Ellis mentions a Batiste composition called “Cochise” that was based on Cherokee harmonies, and then invites him up to lead the band through another song, “Spy Boy.” (Ellis’s sax player – Larry Gomez? – is a real find; he has great tone on both tenor and alto saxes. On Spy Boy he plays tenor and Alvin plays clarinet.)
The anticipation builds as the time for Coleman’s set to start passes. Kidd Jordan comes out to announce the band and kill a little time onstage. He tells us we are in for the music of a lifetime, and reminds us that Ornette is a true innovator, and influential original, whose free style of jazz guarantees more than usual that the improvisations we will hear will never have been played before and may never be played the same way again.
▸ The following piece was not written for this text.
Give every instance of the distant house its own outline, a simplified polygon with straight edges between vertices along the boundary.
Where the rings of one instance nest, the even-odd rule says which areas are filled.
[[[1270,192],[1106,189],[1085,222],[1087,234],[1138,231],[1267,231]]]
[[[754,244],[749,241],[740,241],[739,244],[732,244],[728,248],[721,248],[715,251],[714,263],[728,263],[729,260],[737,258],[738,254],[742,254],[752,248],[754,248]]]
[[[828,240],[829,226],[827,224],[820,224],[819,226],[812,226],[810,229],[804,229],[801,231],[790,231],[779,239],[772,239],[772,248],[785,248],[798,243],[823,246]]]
I fight my way to the front of the stage, where the ground is covered with people sitting several rows deep, some of whom are yelling for the photographers to sit down and get out of their way, even though the music hasn’t started yet. I scrape my knuckles, rubbing sand and grit into the open cuts before I even notice them, probably trying to keep my balance while squatting in the smallest space possibe. I still have scab on my knuckles and I’m writing this three days later. When I got back to my seat I felt the sting and throb in my hand, and it was as if I’d literally had to fight for my pictures.
Ornette has a shy, beatific presence, and the photographers all started clicking and winding away as soon as he appeared in his beautiful Thai silk suit. I think this picture of him really captures his unassuming manner:
A European, possibly German, begged me to get out of his line of sight. I reminded him that photographers were permitted to take pictures during the first song (only) of the set. He moaned, “But that first song will last 50 minutes!” I waited until the band (Ornette, a stand-up bass player, and his son Denardo on drums) got set and Coleman put the ‘phone to his lips, and then I took a bunch of shots of him playing. Many came out with photographers’ heads taking up most of the foreground. A few came out OK:
Then I was able to retreat to my seat (by then we had move to a more central position about five rows back from the front) and just relax as the music unfolded all around me. Coleman’s style is exquisitely melodic. It just doesn’t involve repetition or soloing over chords. The bass player took solo turns, plucking (and sometimes bowing) often very high up on the fretboard (that is, physically, very low on the fretboard, where the notes get higher). He was fantastic. Denardo got to take one solo near the end and delivered a very tasteful turn.
It’s unusual to let any act go past 7 pm at Fest, but Ornette was permitted to play until 7:12, as he brought Ellis and Alvin out for his final number. First he spoke about how touched he had been when Marsalis and Batiste had showed up on his doorstep in L.A. those many years ago to tell him that they got what he was doing and wanted to see him and talk about it and play together. They lived with him for a while at the time.
Ornette briefly blowed his trumpet and even more briefly scratched on his violin.
In that final song, the two old timers really stretched out, showing that they fully understood harmolodics, soloing inventively, with beautiful dynamics and relentless invention. Then Ornette played they head of the song and the show was over. The crowd gave him, his band, and his guests a thunderous standing ovation.